Concurrency¶
Saldeo's spec forbids concurrent requests per user — a second request
that arrives before the first has fully responded is rejected. FastMCP's
thread executor would otherwise issue tool calls in parallel as soon as
the LLM batched them, so the SaldeoClient enforces single-flight
behavior with a threading.Lock.
The contract¶
From the SaldeoSMART spec:
Klient nie może wysyłać kolejnych zapytań przed otrzymaniem odpowiedzi na poprzednie. Limit: 20 zapytań na minutę na użytkownika.
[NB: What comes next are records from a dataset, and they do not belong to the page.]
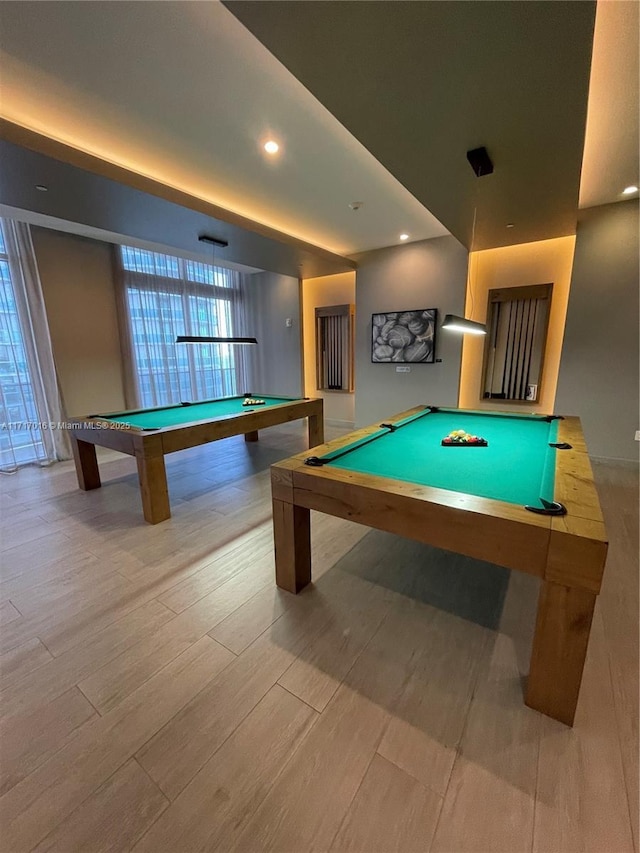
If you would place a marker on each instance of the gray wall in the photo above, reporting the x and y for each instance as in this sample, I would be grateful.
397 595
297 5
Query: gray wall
430 274
276 363
598 377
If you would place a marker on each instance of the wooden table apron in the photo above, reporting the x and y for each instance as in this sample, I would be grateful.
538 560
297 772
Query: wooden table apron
567 552
150 446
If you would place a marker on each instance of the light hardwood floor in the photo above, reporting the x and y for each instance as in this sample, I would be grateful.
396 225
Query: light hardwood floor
160 694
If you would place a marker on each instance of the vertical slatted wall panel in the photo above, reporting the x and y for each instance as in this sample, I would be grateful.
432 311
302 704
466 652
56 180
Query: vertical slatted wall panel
334 347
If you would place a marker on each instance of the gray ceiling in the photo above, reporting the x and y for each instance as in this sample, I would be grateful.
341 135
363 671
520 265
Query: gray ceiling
420 83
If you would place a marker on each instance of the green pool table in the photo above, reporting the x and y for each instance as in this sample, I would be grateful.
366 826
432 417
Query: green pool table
149 434
526 501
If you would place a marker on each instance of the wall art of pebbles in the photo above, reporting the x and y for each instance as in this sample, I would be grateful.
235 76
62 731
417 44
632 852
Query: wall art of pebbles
404 336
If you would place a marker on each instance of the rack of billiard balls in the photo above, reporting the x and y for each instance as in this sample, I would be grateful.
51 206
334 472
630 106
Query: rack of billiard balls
460 438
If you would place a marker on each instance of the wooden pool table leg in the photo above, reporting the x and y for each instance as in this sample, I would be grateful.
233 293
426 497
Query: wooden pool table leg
153 487
316 430
292 539
84 456
559 649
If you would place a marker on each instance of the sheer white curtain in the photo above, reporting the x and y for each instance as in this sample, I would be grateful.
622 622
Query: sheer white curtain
162 296
30 403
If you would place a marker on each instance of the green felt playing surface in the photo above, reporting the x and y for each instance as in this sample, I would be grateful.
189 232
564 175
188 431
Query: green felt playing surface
205 411
518 466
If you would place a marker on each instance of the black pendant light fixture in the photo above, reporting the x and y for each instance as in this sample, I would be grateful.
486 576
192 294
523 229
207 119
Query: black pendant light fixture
207 339
481 164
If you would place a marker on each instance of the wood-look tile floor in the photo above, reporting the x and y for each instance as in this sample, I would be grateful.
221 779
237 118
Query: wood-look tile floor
160 694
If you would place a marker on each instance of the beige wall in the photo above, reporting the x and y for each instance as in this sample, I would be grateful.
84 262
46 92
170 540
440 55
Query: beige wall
339 407
516 266
78 286
276 363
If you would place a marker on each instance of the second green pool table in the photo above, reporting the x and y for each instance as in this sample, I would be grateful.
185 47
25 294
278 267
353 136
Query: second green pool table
521 502
149 434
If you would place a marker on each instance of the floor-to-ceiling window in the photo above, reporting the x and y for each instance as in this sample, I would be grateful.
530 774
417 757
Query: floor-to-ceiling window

(The client must not send subsequent requests before receiving the response to the previous one. Limit: 20 requests per minute per user.)
How we enforce it¶
SaldeoClient.__init__ allocates a threading.Lock and every request
method (get, post_command) wraps the network call in
with self._lock:. The lock is per-SaldeoClient instance, but the
server holds a single shared client (initialized in tools/_runtime.py
via init_client(config) and torn down in close_client()), so all
tool calls go through the same lock.
def get(self, endpoint: str, query: dict[str, str] | None = None) -> Element:
with self._lock: # serialize per-user
params = self._signer.sign({...})
response = self._http.get(endpoint, params=params)
return self._parse_response(response)
What this means in practice¶
- The server is throughput-bound by Saldeo, not by Python. With a
20-req/min ceiling, three sequential calls per minute is plenty for
interactive LLM use; bulk operations (think: importing 1000
documents) need server-side batching, which is why
merge_*tools accept lists withmax_lengthcaps. - Tool calls from a single LLM session block each other. If an
agent fires
list_documentsandlist_invoicesin parallel, FastMCP dispatches both to the executor but only one runs at a time inside the client. The other waits. - Two MCP clients with the same credentials would step on each
other. Each spawns its own
SaldeoClientinstance with its own lock — they don't share state. If you need to run two clients (say, Claude Desktop + Claude Code) against the same SaldeoSMART account, expect occasionalHTTP_429s.
Why not async?¶
httpx.AsyncClient would let us avoid the GIL contention, but FastMCP's
default tool dispatcher is sync (each @mcp.tool is a def, not
async def) and the lock would still be required. Switching to async
would only matter if a single request had multiple network hops, which
none currently do.
Rate-limit visibility¶
SaldeoClient doesn't track 20-req/min itself — Saldeo enforces the
ceiling server-side and returns HTTP_429 if exceeded. Treat it as a
cooperative limit: stay well under by serializing calls (which we do)
and adding a small delay if you're batching from a script.